Hopefully, I’ll be throwing something up against the wall here more often, or at least until I get really lazy again. Though, it’s not so much being lazy as it is me preferring to spend my time doing whatever it is I do when I’m wasting time.
For my triumphant return to vomiting nonsense into this space, I’ve decided to do a bit of a public service for all the kids out there, as you could guess from the title you read a minute or so ago. I know school started some weeks back, but it’s never too late to make adjustments to your life for the better.
I meant to do this to coincide with the start of the school year, but I lost track of when that actually started because I work and there is no on/off cycle in work. There is only work when it is hot, work when it is not as hot, work when it is cold, and work when it is not as cold.
Oh, there are vacation days, which are nice, but then there are the days when you get back from vacation that are all about encouraging you to NEVER take vacation days again. However, unlike school, you do receive money for showing up and convincing everyone you know what you’re doing, even though you (and everyone else) are making it up as you go along.
But enough about the next 45 years of your life after you finish school. What can I offer you now that can make this semester, and all future semesters, better for you?
BEHOLD, the five keys to a successful semester that I have developed through experience and correcting stupid behavior.
1. Do not listen to Coldplay
Look, there’s no way around this one without being brutally honest. Coldplay is terrible.
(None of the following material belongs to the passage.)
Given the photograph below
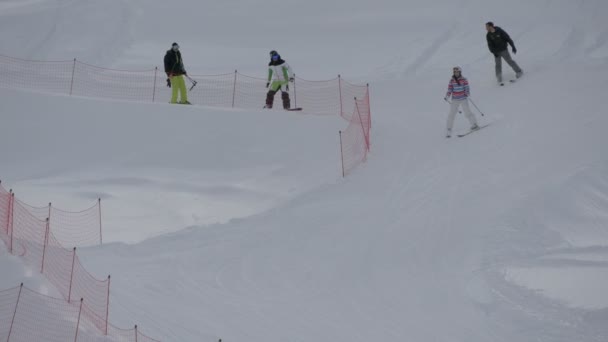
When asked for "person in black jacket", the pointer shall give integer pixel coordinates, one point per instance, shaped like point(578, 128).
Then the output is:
point(174, 67)
point(497, 43)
I mean, just terrible.
In fact, some wise person once wrote a “worst albums of ever” list that was heavily dominated by Coldplay. Pretty solid case they made there if you ask me.
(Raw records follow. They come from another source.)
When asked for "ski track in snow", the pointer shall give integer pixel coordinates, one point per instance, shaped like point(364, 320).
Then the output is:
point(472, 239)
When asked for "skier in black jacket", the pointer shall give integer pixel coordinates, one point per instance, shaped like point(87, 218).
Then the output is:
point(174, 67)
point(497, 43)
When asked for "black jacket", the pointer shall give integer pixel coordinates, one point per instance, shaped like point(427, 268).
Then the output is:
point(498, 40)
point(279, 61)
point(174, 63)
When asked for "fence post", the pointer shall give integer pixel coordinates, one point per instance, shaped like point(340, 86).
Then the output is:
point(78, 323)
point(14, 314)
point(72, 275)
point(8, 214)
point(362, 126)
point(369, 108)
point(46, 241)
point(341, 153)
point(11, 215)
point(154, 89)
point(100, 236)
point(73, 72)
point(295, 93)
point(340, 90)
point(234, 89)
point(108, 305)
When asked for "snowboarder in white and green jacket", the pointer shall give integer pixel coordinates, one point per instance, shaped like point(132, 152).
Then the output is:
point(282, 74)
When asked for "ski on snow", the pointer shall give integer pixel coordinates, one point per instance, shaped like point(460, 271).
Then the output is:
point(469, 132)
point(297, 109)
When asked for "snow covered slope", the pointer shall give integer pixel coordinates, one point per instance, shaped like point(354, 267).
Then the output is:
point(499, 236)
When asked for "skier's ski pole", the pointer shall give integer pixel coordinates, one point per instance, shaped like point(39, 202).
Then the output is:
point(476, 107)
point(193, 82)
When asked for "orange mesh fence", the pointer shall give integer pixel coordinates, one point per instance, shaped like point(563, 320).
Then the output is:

People are gonna try to convince you Coldplay is worth listening to, but those people are FOOLS. Well, fools may be a bit strong, so perhaps something like HORRIBLY MISGUIDED is more appropriate.
Once upon a time, I fell into the trap laid by these people and listened to Coldplay. Only by the grace of God was I able to escape that audio prison in a short amount of time.
Be good to yourself and don’t make the same mistake I made.
2. Do not watch CBS sitcoms
Sitcoms in general are pretty iffy, but CBS is the Coldplay of sitcoms. It’s important - SWEET MERCY - just realized that the perfect storm of all things horrible would not be a hurricane, nor’easter, and New England accents from George Clooney and Mark Wahlberg (such an up-to-date reference!), but a CBS sitcom that weaves Coldplay into its theme song.
I need to go lie down.
3. Avoid math at all costs
It’s useless. Let me list all the times after I finished school that I have used post-fifth grade math I was forced to learn:
0 x 0 = 0
But what about those who are majoring in math (WHY WHY WHY), accounting, engineering, or whatever else claims you need math? The way I see it, you have two choices:
-Figure a way around it
The second option is certainly the more difficult path, but college students, with GALLONS AND GALLONS of free time, are innovative people.
4. Take naps
This can’t be stressed enough. Naps are the lifeblood to being able to function with any degree of efficiency.
One day, you won’t be able to take naps when you please because The Man will call the shots and he’ll just laugh and say, “WORK”.
5. Always enter a room like this:
Probably the most important of the five keys.
Of course, there are many other things that could help improve your semester, but these are the essentials. Follow them, and you’ll experience a semester that is happier, healthier, and, most importantly, filled with the ability to freak people out when you enter a room.